June 2, 1997
Once a valid referral agreement is in place a lawyer may ethically represent a new client against another party represented by the law firm receiving the referral. Under these circumstances, the referral fee agreement is still enforceable.
References: MRPC 1.5(e), 1.7(b); RI-116.
Lawyer A a sole proprietor and experienced in representing union members, refers a personal injury case to law firm B which includes union-side labor lawyers and personal injury lawyers. Lawyer A expects to be paid a referral fee at the conclusion of the litigation. Law firm B accepts the referral and files the personal injury action against various tortfeasors. During the pendency of the litigation, lawyer A is retained by client C, a union member of another union that is one of law firm B's clients and is known to attorney A to be a client of law firm B. Lawyer A files suit against law firm B's union client on behalf of client C. Thereafter, law firm B successfully settles the personal injury case which has been referred by lawyer A to law firm B. The inquirer asks:
What is the ethical obligation of the law firm B to pay, or not to pay, attorney A a referral fee generated by the personal injury case referred by A to law firm B?

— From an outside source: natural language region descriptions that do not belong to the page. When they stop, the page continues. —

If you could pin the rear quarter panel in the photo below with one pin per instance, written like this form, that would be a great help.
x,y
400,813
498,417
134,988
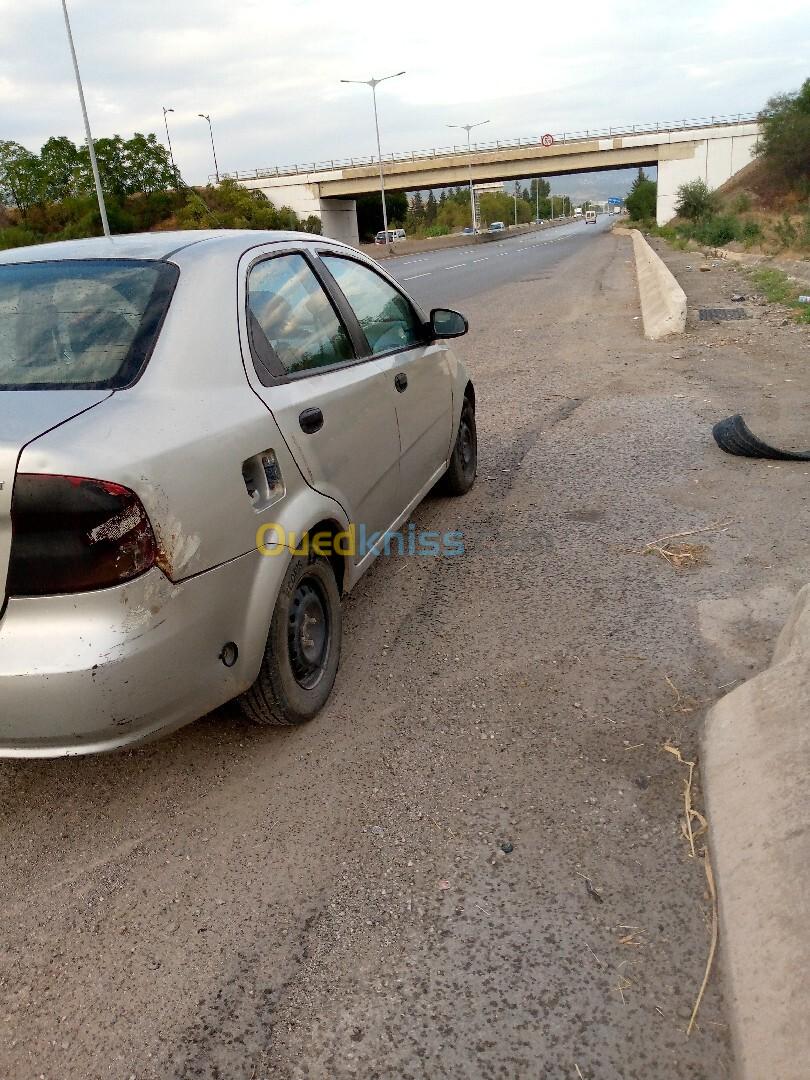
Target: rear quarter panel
x,y
179,435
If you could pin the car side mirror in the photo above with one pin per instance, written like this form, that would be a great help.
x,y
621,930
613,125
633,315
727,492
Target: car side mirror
x,y
444,323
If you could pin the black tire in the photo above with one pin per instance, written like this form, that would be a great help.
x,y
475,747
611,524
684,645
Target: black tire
x,y
734,436
302,649
460,475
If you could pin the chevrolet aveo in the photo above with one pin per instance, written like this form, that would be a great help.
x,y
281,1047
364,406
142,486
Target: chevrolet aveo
x,y
167,402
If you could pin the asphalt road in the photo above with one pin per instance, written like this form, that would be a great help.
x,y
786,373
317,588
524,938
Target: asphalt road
x,y
455,274
471,864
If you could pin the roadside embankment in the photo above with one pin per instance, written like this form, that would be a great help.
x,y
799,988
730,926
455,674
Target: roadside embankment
x,y
756,760
663,300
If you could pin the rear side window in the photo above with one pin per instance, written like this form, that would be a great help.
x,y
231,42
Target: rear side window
x,y
388,320
80,324
286,302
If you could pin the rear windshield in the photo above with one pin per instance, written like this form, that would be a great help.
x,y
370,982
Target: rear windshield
x,y
80,324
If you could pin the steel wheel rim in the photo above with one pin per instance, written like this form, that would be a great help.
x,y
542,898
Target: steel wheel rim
x,y
309,633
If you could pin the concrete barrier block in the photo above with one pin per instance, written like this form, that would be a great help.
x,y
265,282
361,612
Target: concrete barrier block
x,y
663,300
756,765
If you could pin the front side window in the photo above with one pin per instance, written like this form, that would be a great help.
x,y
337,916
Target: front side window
x,y
387,319
80,323
287,304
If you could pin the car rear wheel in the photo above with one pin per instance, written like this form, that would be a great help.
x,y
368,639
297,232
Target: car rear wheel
x,y
460,475
302,648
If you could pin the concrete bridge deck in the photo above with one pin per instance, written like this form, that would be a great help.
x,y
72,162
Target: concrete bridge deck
x,y
711,149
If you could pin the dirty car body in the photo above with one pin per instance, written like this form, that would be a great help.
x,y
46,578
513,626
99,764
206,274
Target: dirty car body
x,y
140,454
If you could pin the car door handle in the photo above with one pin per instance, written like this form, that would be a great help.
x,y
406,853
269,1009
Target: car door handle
x,y
311,420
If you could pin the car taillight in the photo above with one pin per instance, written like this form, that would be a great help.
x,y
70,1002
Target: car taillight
x,y
70,535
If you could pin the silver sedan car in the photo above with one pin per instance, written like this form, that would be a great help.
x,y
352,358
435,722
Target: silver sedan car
x,y
205,440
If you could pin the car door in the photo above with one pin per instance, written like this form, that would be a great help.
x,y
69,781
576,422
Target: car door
x,y
331,400
418,370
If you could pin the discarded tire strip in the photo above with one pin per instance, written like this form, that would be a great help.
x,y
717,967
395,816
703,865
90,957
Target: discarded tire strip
x,y
734,436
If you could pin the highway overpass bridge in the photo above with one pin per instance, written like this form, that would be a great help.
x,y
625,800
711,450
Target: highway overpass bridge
x,y
712,149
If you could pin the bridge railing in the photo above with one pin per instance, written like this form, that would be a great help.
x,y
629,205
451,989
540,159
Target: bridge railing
x,y
443,151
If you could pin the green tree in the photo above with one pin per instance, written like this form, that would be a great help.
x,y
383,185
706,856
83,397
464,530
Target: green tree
x,y
640,202
61,166
784,145
694,201
19,176
149,167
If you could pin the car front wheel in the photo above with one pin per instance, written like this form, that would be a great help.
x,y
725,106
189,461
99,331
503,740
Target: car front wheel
x,y
460,475
302,648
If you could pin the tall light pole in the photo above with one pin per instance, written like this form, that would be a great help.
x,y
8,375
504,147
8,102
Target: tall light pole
x,y
169,139
468,129
374,83
91,147
204,116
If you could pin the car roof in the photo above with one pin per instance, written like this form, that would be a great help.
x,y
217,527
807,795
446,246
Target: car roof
x,y
153,245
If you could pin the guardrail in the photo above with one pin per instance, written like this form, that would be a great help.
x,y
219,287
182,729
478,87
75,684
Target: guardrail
x,y
564,137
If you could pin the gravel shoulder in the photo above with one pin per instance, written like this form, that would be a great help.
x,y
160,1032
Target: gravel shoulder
x,y
336,901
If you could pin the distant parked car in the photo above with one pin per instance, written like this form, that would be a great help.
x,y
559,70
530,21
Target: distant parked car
x,y
393,235
205,440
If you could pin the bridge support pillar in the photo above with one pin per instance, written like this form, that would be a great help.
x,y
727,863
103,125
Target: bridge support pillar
x,y
714,160
338,216
339,219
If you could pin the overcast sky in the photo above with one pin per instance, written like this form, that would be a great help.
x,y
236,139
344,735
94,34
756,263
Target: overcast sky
x,y
268,72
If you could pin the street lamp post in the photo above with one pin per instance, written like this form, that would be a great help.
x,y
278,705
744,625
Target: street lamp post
x,y
468,129
91,147
204,116
169,139
374,83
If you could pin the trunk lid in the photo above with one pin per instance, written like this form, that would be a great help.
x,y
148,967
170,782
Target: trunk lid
x,y
25,416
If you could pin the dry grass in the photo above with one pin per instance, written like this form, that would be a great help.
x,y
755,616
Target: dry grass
x,y
691,835
683,555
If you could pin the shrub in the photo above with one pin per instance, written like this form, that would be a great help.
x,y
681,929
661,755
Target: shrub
x,y
742,203
752,233
718,230
640,202
784,144
17,235
785,231
694,201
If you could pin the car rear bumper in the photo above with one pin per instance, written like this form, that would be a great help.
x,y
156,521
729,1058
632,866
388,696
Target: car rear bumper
x,y
97,671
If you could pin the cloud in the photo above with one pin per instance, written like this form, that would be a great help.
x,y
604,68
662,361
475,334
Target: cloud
x,y
269,73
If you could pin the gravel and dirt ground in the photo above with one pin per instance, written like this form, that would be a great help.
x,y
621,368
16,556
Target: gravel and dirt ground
x,y
471,865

What other ethical obligations, if any, does law firm B have with the respect to the lawsuit brought on by attorney A on behalf of client C against another client of law firm B?

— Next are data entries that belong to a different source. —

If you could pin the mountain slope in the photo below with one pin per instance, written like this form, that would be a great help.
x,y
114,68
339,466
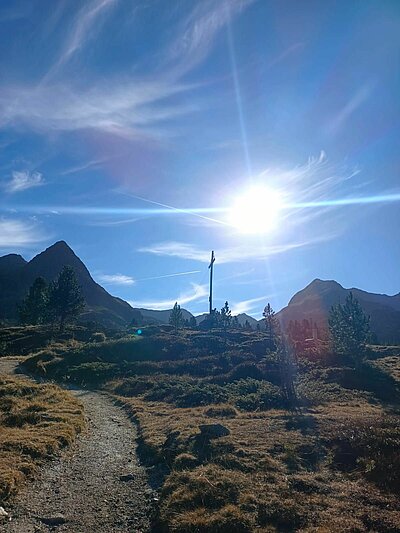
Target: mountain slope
x,y
315,301
161,316
100,305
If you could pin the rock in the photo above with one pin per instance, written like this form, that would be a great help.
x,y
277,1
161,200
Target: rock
x,y
127,477
213,431
171,440
54,520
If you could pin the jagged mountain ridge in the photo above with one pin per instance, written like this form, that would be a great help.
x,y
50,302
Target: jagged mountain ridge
x,y
17,275
315,301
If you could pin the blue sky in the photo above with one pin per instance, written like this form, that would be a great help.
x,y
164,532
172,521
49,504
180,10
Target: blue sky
x,y
130,129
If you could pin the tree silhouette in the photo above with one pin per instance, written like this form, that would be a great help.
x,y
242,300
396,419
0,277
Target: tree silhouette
x,y
271,326
33,309
349,328
65,297
226,318
176,317
236,323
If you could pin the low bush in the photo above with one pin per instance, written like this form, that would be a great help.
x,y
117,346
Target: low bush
x,y
36,421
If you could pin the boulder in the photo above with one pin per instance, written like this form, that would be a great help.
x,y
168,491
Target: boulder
x,y
213,431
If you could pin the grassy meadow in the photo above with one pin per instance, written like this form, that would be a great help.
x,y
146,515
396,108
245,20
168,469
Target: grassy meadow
x,y
223,446
36,422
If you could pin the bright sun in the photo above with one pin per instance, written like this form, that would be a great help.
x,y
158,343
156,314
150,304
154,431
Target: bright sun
x,y
256,210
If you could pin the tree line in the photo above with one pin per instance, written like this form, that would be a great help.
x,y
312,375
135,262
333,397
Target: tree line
x,y
59,301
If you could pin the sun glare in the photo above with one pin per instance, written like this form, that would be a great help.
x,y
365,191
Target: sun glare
x,y
257,210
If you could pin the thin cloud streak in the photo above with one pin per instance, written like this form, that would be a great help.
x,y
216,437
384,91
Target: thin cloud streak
x,y
225,255
247,305
16,233
23,180
122,279
197,292
81,31
199,30
116,279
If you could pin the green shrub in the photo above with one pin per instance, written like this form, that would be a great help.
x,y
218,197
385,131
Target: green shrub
x,y
221,411
98,337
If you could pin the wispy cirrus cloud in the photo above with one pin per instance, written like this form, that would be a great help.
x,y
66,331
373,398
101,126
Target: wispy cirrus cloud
x,y
246,306
85,26
235,254
122,279
196,293
16,233
22,180
129,106
116,279
198,31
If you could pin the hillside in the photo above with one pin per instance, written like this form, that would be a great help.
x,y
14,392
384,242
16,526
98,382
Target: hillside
x,y
161,316
226,448
314,302
17,275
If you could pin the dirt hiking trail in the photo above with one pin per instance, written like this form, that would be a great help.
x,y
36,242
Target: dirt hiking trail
x,y
97,486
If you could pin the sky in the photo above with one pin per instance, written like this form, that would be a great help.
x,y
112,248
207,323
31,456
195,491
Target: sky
x,y
147,133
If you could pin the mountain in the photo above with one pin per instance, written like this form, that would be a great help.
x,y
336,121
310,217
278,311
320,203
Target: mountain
x,y
157,317
242,317
314,302
17,275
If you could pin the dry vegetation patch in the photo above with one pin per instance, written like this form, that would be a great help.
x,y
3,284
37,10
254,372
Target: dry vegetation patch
x,y
275,471
36,421
229,455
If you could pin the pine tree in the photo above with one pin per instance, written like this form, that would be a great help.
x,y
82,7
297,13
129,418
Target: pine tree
x,y
287,370
271,326
65,297
33,309
226,317
349,328
247,326
176,317
236,323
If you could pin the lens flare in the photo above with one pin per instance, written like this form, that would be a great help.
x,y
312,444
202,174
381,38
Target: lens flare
x,y
256,211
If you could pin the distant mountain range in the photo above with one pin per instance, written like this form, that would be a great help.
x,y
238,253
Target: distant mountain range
x,y
17,275
312,303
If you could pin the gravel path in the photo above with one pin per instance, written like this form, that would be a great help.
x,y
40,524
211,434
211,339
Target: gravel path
x,y
97,486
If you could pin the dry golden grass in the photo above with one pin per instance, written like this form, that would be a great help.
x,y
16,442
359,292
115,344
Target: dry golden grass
x,y
36,421
274,472
391,365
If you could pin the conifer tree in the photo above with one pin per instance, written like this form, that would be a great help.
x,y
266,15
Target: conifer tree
x,y
271,326
33,309
176,317
287,370
349,328
236,323
226,316
65,297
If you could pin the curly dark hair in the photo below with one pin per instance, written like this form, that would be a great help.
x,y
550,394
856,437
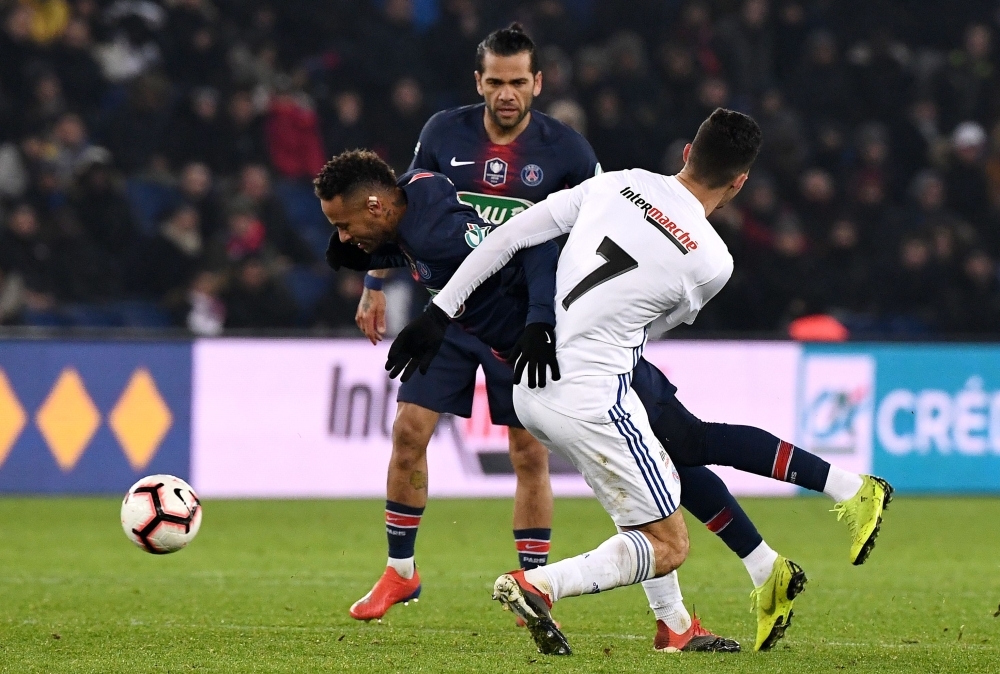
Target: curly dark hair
x,y
507,42
351,170
725,146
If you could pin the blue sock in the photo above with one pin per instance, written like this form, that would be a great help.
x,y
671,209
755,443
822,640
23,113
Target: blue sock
x,y
756,451
705,495
401,522
532,547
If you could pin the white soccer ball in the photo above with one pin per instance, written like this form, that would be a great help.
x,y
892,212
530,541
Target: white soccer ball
x,y
161,514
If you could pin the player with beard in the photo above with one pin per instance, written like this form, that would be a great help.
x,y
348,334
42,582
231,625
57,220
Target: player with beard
x,y
502,157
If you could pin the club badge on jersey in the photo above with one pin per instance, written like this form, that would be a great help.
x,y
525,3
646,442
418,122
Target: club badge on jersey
x,y
495,172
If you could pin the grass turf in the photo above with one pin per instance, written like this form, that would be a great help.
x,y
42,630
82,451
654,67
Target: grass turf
x,y
267,584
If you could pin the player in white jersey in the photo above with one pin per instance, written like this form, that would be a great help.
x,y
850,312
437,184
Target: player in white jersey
x,y
640,246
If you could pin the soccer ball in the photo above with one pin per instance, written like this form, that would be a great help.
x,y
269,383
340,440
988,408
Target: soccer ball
x,y
161,514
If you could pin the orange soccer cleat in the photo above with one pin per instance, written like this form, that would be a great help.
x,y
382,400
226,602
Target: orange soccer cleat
x,y
390,589
697,638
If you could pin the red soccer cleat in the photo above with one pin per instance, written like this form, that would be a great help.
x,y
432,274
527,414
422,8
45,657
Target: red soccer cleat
x,y
697,638
390,589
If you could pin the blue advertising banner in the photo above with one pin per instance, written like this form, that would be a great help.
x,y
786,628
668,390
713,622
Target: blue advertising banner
x,y
927,415
92,417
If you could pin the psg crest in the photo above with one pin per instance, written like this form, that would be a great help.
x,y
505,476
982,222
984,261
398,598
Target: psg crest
x,y
495,172
531,175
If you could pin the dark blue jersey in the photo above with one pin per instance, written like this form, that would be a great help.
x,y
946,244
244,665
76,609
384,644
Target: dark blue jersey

What are the ethical obligations of lawyer A in requesting the payment of a referral fee from law firm B during the pendency of client C's claim against a current client of law firm B?
MRPC 1.5(e) states:
"(e) A division of a fee between lawyers who are not in the same firm may be made only if:
"(1) the client is advised of and does not object to the participation of all lawyers involved; and
"(2) the total fee is reasonable." Emphasis added.
Under the facts presented, the fee arrangement between lawyer A and law firm B was made prior to the lawsuit involving client C and another client of law firm B. In RI-116, this committee opined that an attorney may not refer a potential client to another lawyer and accept a referral fee after discovering a conflict of interest.
Therefore, it must be determined whether are not a conflict of interest exists. Under MRPC 1.7(b) which states in part:
"(b) A lawyer shall not represent a client if the representation of that client may be materially limited by the lawyer's responsibilities to another client or to a third person, or by the lawyer's own interests unless:
"(1) the lawyer reasonably believes the representation will not be adversely affected; and
"(2) the client consents after consultation . . . ."
In the facts before this committee, the referral arrangement was in place before any potential conflict of interest arose. Therefore, MRPC 1.7(b) would not nullify the referral fee agreement. For these reasons, the referral fee agreement would be enforceable.
Lawyer A's representation of client C against another client of law firm B in an unrelated matter would not effect the enforceability of the referral agreement. This committee is of the opinion that a subsequent unrelated lawsuit does not in any way affect the enforceability of a valid fee sharing agreement.